Personally I'm not a fan of any kind of "mixed" drink, except maybe for some light rum in my egg nog. For Vodka I pour it into a glass, add a lemon or lime twist, and drink. It's just a waste of good Vodka (or Bourbon or Scotch) to do add anything else, regardless of how fashionable it is.

To quote Jimmy Buffett:

_I've got my hush-puppies on 
I guess I never was meant for glitter rock and roll 
_
I guess I'm that way in most things, including my drinks. :icon_smile_big:

Cruiser


----------



## clee1982 (Jan 10, 2009)

Always drink vodka straight shot, hung out with too many Russian back in college, that's about the only way they do it.


----------



## Mr. Golem (Mar 18, 2006)

clee1982 said:


> Always drink vodka straight shot, hung out with too many Russian back in college, that's about the only way they do it.

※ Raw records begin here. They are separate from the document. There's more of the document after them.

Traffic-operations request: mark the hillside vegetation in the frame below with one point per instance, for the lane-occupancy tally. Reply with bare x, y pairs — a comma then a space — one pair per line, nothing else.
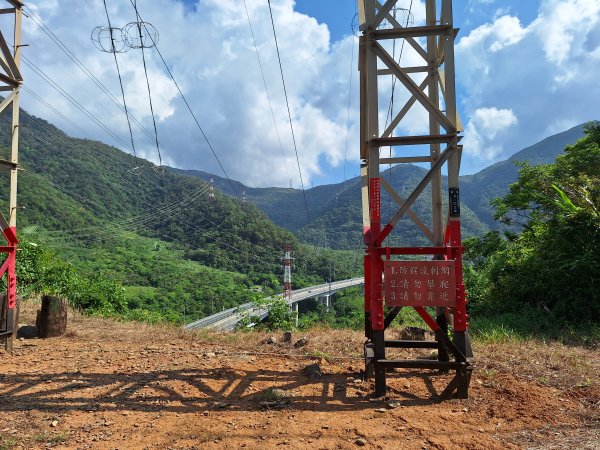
102, 215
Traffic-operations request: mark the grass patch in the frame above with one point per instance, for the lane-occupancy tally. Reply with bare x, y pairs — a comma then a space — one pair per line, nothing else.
6, 443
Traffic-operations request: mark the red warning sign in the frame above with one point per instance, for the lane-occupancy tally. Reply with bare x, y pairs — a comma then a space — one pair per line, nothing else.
420, 283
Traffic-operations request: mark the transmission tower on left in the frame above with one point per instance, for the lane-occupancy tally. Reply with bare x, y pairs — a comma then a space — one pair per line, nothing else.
10, 82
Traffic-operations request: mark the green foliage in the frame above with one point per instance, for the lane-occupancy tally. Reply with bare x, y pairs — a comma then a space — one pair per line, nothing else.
552, 268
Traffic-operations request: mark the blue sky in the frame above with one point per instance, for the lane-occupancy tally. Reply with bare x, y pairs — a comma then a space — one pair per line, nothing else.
525, 70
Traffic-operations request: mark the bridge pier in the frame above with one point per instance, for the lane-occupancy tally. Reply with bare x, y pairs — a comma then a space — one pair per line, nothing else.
325, 300
295, 309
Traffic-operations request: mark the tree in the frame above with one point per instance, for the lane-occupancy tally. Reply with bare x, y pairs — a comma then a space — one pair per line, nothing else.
554, 263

Shot of vodka and zakuska for me. It's the only way


----------



## JerseyJohn (Oct 26, 2007)

When I get a rare taste for a Bloody Mary at warm summer evening cocktail time (about twice a year), I use vodka. Otherwise, I never touch it. My 1.75L bottle of Stoli has been around for years. BTW, in the books, James Bond didn't drink the stuff, either, except that one time in Dr. No. Otherwise, he drank his martinis with gin - Boodles, I think. That "vodka martini, shaken not stirred" tradition carried on after Dr. No was a movie invention.

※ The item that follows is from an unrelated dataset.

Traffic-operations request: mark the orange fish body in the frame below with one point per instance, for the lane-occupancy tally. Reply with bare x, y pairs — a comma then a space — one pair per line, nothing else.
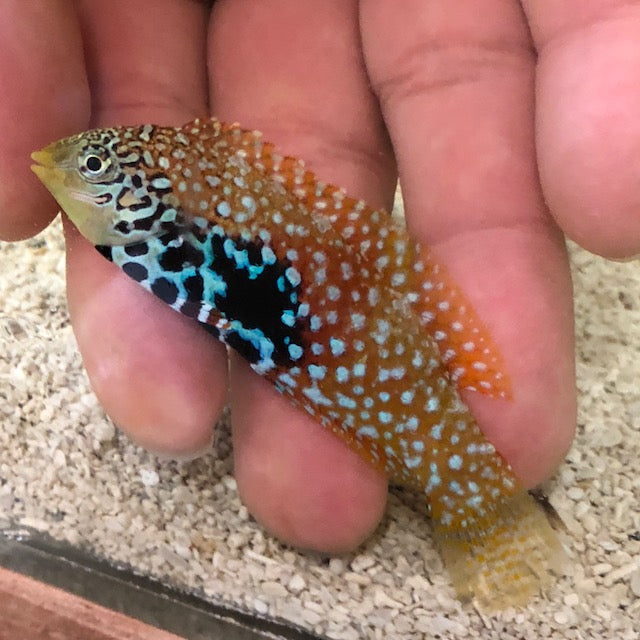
331, 301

_"Bundy. Al Bundy. I'll have a beer. Shaken, not stirred"._


----------



## Miket61 (Mar 1, 2008)

JerseyJohn said:


> Otherwise, he drank his martinis with gin - Boodles, I think.

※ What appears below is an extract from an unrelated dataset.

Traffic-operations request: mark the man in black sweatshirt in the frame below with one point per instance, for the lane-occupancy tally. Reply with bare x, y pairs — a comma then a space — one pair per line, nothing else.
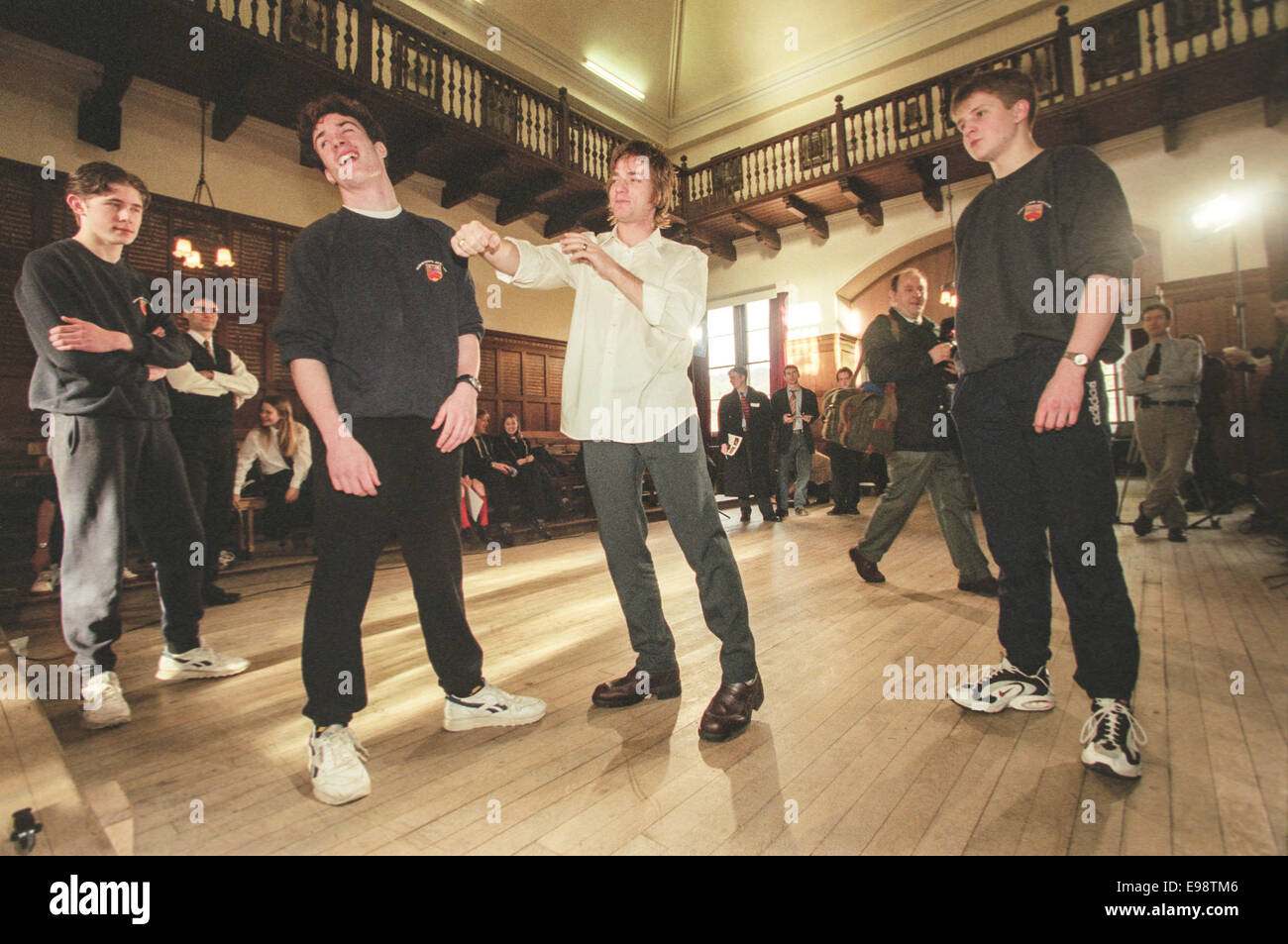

A friend prefers Boodle's, so I usually keep it in the house (I prefer Hendrick's). I was surprised at its low price. Has the quality been diminished since it was the alleged favorite of Winston Churchill?


----------



## Andy (Aug 25, 2002)

I'm not a big Vodka drinker (I'm only 5' 11" :icon_smile: ) but almost frozen with a little black pepper ground on the top...!!


----------



## iclypso (Jan 10, 2009)

Andy said:


> I'm not a big Vodka drinker (I'm only 5' 11" :icon_smile: ) but almost frozen with a little black pepper ground on the top...!!


I believe that's the first time I've heard of such a concoction. Is that an personal creation, Andy? Does it have a name?


----------



## JerseyJohn (Oct 26, 2007)

Miket61 said:


> A friend prefers Boodle's, so I usually keep it in the house (I prefer Hendrick's). I was surprised at its low price. Has the quality been diminished since it was the alleged favorite of Winston Churchill?


I never had it in the old days (Fleming was writing in the 50's). I got a bottle for Christmas a few times. It was OK, but lighter and less "ginny" than my favorite, Beefeater.


----------